CIP applies the same process to its active short book, which Schulz said is not just a hedge but a source of alpha:
“[I]n 2011, we actually made most of our incremental return through the short. In 2010 our shorts didn't give us extra return, in 2011 they gave us a lot of extra return, 2012 the long and the short contributed and the same is happening this year.
“What we have found is that the traditional model, whether it's the nine-box Morningstar approach or some derivation of that, it relies on managers to get all of their alpha through only one source, and that's stock picking. Well, if I can use my dynamic model to shift market cap, beta, risk on/risk off, pick up on all these fundamental tilts within the marketplace, I'm adding sources of alpha.
“In 2010, small caps beat large caps by a wide margin. [My] market cap was only $20 billion in 2010. I got a lot of advantage because I had a relatively low market cap to the overall market, it's another source of alpha. In 2011 my market cap was $104 billion, because large dividend paying stocks were winning. My market cap's actually fallen back to $66 billion now. The dynamic model says you can get alpha from all these different sources; the short is another source.”

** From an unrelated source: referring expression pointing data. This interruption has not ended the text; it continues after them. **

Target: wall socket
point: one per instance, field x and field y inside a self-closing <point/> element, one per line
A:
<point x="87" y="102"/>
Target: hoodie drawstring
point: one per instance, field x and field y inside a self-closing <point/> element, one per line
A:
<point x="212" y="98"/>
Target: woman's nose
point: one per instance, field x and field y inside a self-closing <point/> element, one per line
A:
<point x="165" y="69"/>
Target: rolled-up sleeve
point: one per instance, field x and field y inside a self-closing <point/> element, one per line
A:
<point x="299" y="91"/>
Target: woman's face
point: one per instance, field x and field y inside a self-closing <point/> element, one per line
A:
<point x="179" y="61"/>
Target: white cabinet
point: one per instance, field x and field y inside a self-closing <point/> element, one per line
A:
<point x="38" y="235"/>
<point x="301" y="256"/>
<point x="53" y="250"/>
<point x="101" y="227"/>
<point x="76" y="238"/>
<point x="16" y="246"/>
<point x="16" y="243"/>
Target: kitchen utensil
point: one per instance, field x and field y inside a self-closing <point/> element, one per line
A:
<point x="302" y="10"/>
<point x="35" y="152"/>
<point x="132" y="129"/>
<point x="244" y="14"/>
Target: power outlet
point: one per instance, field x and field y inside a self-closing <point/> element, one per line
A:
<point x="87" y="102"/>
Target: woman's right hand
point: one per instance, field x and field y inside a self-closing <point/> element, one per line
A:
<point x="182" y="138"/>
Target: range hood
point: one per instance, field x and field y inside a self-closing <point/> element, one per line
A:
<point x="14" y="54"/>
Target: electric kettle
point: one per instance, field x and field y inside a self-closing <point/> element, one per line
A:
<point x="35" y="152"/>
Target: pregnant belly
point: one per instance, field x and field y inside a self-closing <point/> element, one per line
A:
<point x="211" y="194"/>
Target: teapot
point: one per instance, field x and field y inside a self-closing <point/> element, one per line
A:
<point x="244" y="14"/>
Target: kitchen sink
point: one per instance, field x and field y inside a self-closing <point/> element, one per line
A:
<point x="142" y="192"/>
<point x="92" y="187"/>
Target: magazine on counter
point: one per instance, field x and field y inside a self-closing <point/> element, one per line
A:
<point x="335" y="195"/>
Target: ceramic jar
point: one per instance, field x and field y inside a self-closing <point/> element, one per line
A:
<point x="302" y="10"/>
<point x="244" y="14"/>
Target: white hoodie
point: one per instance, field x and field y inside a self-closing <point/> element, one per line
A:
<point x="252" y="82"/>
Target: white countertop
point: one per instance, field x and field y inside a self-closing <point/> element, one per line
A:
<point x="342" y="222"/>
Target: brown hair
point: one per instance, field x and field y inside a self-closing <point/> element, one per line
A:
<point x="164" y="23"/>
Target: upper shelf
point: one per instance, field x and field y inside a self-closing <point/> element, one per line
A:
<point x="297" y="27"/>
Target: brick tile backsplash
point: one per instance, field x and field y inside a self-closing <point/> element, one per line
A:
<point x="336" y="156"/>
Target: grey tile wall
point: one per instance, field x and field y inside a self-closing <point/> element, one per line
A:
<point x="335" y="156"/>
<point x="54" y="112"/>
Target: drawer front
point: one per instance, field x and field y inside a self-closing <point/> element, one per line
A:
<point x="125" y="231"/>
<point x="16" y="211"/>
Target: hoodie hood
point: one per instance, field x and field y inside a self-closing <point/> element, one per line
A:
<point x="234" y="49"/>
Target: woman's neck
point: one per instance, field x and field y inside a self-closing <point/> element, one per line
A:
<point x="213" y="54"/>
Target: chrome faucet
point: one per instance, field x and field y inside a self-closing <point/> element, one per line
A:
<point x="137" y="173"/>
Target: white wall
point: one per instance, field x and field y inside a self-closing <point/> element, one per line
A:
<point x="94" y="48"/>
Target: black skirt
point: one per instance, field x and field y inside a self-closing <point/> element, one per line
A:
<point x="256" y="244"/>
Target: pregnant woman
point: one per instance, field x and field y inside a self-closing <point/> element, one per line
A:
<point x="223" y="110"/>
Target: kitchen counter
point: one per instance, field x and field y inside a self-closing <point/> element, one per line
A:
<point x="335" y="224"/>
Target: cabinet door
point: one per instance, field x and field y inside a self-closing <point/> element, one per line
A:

CIP manages risk through a combination of risk controls and diversification.
“[W]e actually use this dynamic model to rank stocks in each of 24 industry groups and then we buy the top-ranked stocks in each of those industry groups,” said Schulz. “So we're always diversified, we have 135 or more names in our long at any one time and they're always in all the industry groups.”
“The short has anywhere from 80 to 100 names at any one time and they're all equal weighted, so they all represent a very small percentage because there's risks in shorting that you simply can't diversify away.
“We have found that if we can get the average return, as ranked by our model, of the top 10% of stocks, we're going to do very well. We don't need to own the one name, it's not the one name, it's the average of all of the top-ranking stocks.”
The Core Plus Fund's long book has turnover of about 100%, said Schulz, while the short book turns over a number of times a year.
“To make money shorting what you need to be able to do is not only identify a deteriorating situation but wait till the market recognizes it, then put your short position in place, get in late, get out early,” he said. “Shorting relies on the ability to leave something on the table. Unlike long positions, you can't get in and wait for six months because it can kill you.”
The Core Plus fund is in very liquid stocks, said Schulz, and the structure is very transparent, “[W]e're not worried about one super-secret name in the portfolio making the result, it's not built that way.” Moreover, he said, the strategy, which now manages $160 million—up from roughly $70 million a year ago—has huge capacity:
“We believe that it's scalable into several billion dollars because we're using the top 1,500 stocks in the Russell 3000 so it's all very liquid names. We have never used and will not use IPOs. On the short side, we don't use any hard-to-borrows, so we really, really emphasize liquidity, transparency, scalability.”
Asset flow has picked up significantly over the past nine months, said Schulz, and the Morningstar rating and the three-year track record are clearly positives.
“What it does is,” said Schulz, “it opens the door for people to take a look at it.”